Christine’s skin started tearing and peeling off. She was in the ICU for six weeks.
“I woke up from a coma and couldn’t remember what had happened. My skin was peeling off and they could pour liquid paraffin on me to help the skin could peel off easily,” recalls Christine. “I was left with no skin at all. It was concluded that my burns were over 90 percent, something that people hardly survive.”
She now can hardly control how much heat or cold she can feel.
“When it’s cold I am shivering, when it is hot I am burning. It was a traumatic experience.”
Christine’s ordeal happened during the Covid-19 pandemic, making her susceptible to infection. Her family could not visit her directly. Though the condition is not contagious, they watched her through the ICU ward glass walls. Her mother moved from their home in Nakuru to Murang’a to give her support.
The condition left her without sight on her left eye. Because SJS/TEN affects all mucous membranes, her skin is still regenerating. She had to go through lots of physiotherapies after he muscles had weakened from the time she spent in ICU.
“I am having lots of medication and using skincare therapies.”
Dr Riunga explains that most triggers for SJS are medications. The immune reaction is a type 4 allergic reaction where medicine taken starts producing substances that cause skin breakage.
“This condition is unpredictable,” he adds. “You cannot know beforehand that you will react to this medication that’s why it’s a condition is hard to prevent. One of our biggest challenges is how to manage that pain. The pain is also distressing to the patients.”
Dr Riunga says that the only way out is not to take any unnecessary medication as “people “like taking over-the-counter medication even antibiotics when they are not necessary.”
There is no specific cure for SJS/TEN beyond supporting the patient while waiting for their skin to regenerate.
“The challenge is ensuring the patient stays alive during the whole process,” says Dr Riunga.
The patient loses a lot of water as there is no skin to lock it in. The temperatures are also unbearable as the skin is also meant to regulate temperatures. The body also heals imperfectly leaving scars, “a big complication to deal with psychologically” and the condition can reoccur if the drugs that caused it are consumed again.
“Patients also end up losing fingerprints and using technology that requires thumbprint for identification becomes difficult,” continues Dr Riunga. “If your eyes get destroyed, you will need a lot of corrective surgery to keep maintain your sight. If the urinary tract or the digestive tract fused, you will have to undergo surgeries to try and keep them open.”

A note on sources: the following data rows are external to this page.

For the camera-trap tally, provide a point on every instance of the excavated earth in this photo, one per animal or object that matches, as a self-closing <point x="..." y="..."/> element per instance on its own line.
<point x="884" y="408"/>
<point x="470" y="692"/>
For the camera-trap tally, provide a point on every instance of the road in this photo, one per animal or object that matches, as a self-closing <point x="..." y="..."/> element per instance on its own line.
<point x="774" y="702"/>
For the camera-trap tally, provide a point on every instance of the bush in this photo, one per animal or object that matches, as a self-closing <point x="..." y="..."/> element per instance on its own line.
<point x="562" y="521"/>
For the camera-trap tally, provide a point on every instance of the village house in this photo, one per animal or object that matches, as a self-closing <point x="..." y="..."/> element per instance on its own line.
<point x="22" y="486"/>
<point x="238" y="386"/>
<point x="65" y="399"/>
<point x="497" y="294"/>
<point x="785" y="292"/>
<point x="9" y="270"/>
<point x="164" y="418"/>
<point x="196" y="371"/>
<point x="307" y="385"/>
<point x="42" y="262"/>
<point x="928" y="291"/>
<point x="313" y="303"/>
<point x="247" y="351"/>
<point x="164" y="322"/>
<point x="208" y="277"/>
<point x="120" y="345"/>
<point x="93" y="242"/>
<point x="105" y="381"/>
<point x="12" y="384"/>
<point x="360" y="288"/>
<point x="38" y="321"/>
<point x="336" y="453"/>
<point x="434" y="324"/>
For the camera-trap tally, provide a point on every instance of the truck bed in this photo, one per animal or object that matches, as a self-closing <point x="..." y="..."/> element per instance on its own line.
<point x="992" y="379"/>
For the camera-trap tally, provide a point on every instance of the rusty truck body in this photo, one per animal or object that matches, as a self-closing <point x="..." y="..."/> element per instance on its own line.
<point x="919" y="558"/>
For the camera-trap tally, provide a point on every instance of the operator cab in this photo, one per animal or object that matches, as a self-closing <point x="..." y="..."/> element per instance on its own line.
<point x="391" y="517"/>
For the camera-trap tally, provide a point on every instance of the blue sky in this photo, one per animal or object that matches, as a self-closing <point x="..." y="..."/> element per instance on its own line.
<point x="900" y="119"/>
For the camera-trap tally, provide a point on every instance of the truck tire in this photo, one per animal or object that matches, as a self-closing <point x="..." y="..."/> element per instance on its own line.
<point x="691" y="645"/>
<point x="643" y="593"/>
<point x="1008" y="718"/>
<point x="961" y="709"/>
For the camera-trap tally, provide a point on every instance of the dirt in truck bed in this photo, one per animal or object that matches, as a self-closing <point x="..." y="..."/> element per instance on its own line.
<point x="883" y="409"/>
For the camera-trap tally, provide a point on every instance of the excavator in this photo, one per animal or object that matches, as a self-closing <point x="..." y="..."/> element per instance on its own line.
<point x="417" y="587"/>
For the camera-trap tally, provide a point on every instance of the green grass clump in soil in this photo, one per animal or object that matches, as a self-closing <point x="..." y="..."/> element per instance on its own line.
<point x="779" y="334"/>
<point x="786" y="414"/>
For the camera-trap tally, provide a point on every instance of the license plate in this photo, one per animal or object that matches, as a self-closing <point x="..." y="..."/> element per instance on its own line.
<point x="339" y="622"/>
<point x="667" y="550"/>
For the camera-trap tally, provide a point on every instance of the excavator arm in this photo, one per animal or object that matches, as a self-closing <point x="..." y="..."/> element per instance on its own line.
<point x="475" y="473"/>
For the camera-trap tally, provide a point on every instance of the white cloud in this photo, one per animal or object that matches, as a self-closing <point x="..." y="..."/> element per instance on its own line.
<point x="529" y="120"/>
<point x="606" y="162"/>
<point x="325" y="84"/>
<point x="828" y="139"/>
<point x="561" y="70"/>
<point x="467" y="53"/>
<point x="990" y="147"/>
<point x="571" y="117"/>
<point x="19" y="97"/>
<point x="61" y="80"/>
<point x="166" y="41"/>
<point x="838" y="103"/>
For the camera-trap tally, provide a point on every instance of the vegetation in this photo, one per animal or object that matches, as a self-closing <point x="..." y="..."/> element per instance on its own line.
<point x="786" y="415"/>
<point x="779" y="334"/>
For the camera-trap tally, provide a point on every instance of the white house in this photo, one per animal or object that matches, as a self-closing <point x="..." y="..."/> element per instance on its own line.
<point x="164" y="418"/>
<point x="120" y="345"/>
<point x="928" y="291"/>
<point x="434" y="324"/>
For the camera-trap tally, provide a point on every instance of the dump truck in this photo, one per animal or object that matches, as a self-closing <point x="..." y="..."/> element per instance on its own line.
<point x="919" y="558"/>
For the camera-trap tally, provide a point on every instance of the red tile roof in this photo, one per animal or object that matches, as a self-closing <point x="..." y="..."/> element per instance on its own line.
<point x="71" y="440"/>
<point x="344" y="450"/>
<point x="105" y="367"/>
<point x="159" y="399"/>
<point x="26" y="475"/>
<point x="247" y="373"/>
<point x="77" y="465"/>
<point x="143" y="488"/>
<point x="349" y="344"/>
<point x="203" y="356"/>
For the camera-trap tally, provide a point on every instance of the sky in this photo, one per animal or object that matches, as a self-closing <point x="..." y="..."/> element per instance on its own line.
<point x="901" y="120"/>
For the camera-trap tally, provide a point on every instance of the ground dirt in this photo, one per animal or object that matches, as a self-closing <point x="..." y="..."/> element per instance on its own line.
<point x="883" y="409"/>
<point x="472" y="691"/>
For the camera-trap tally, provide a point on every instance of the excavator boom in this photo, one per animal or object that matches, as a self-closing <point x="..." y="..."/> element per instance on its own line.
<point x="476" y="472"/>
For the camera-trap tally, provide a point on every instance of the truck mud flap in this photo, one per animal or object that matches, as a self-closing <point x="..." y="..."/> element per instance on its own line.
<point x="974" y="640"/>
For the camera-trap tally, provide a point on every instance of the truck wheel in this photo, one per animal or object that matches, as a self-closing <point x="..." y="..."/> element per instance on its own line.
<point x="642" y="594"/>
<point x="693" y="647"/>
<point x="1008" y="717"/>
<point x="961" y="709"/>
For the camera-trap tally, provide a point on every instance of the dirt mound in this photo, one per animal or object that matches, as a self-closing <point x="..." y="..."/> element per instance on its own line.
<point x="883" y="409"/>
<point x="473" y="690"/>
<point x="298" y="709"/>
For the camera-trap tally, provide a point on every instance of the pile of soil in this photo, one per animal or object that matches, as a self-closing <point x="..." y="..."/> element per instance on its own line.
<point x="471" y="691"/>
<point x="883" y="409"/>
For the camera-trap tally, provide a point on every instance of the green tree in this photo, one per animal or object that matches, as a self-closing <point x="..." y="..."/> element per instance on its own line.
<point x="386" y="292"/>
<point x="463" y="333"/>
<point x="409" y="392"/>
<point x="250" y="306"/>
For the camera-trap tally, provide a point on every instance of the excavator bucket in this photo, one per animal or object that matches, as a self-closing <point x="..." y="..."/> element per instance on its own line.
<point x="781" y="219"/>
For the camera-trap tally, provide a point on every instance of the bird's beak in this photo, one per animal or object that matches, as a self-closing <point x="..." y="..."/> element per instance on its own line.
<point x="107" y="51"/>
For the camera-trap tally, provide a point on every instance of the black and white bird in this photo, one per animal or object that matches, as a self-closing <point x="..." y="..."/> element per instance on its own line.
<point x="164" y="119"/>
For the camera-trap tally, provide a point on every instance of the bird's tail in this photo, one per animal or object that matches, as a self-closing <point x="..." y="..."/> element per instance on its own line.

Christine says though hers was a case of prescription that over reacted, “many people buy over the counter medication anyhow. Medicine is meant to help but sometimes it can kill. In case of any symptoms discontinue the medicine and visit a doctor immediately.”
She concludes: “I may have forgotten a lot of details in terms of my own life, but right now I consider myself okay. I still have a lot of hospital reviews but being alive and working is a blessing.”